Markerless technologies use the features of the face such as nostrils, the corners of the lips and eyes, and wrinkles and then track them. This technology is discussed and demonstrated at CMU, IBM, University of Manchester (where much of this started with Tim Cootes, Gareth Edwards and Chris Taylor) and other locations, using active appearance models, principal component analysis, eigen tracking, deformable surface models and other techniques to track the desired facial features from frame to frame. This technology is much less cumbersome, and allows greater expression for the actor.
These vision based approaches also have the ability to track pupil movement, eyelids, teeth occlusion by the lips and tongue, which are obvious problems in most computer animated features. Typical limitations of vision based approaches are resolution and frame rate, both of which are decreasing as issues as high speed, high resolution CMOS cameras become available from multiple sources.

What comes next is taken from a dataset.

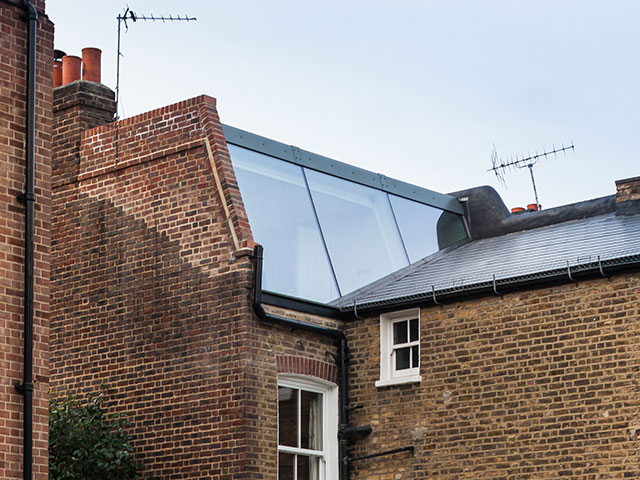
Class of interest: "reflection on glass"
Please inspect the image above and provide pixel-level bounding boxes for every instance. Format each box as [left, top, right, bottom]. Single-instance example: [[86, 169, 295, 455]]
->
[[305, 169, 408, 294], [396, 347, 411, 370], [389, 194, 442, 263], [229, 145, 339, 302], [409, 318, 418, 342], [393, 320, 407, 345], [296, 455, 320, 480], [411, 345, 420, 368], [300, 390, 322, 450], [278, 452, 299, 480], [278, 387, 298, 447]]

The technology for markerless face tracking is related to that in a Facial recognition system, since a facial recognition system can potentially be applied sequentially to each frame of video, resulting in face tracking. For example, the Neven Vision system (formerly Eyematics, now acquired by Google) allowed real-time 2D face tracking with no person-specific training; their system was also amongst the best-performing facial recognition systems in the U.S. Government's 2002 Facial Recognition Vendor Test (FRVT). On the other hand some recognition systems do not explicitly track expressions or even fail on non-neutral expressions, and so are not suitable for tracking. Conversely, systems such as deformable surface models pool temporal information to disambiguate and obtain more robust results, and thus could not be applied from a single photograph.
Markerless face tracking has progressed to commercial systems such as image-metrics, Dynamixyz and has been applied in movies such as The Matrix sequels and The Curious Case of Benjamin Button. The latter used the Mova Contour system to capture a deformable facial model, which was then animated with a combination of manual and vision tracking. Avatar was another prominent performance capture movie however it used painted markers rather than being markerless.
Markerless systems can be classified according to several distinguishing criteria:
- 2D versus 3D tracking
- whether person-specific training or other human assistance is required
- real-time performance (which is only possible if no training or supervision is required)
- whether they need an additional source of information such as projected patterns or invisible paint such as used in the Mova system.
To date, no system is ideal with respect to all these criteria. For example the Neven Vision system was fully automatic and required no hidden patterns or per-person training, but was 2D. The Face/Off system is 3D, automatic, and real-time but requires projected patterns.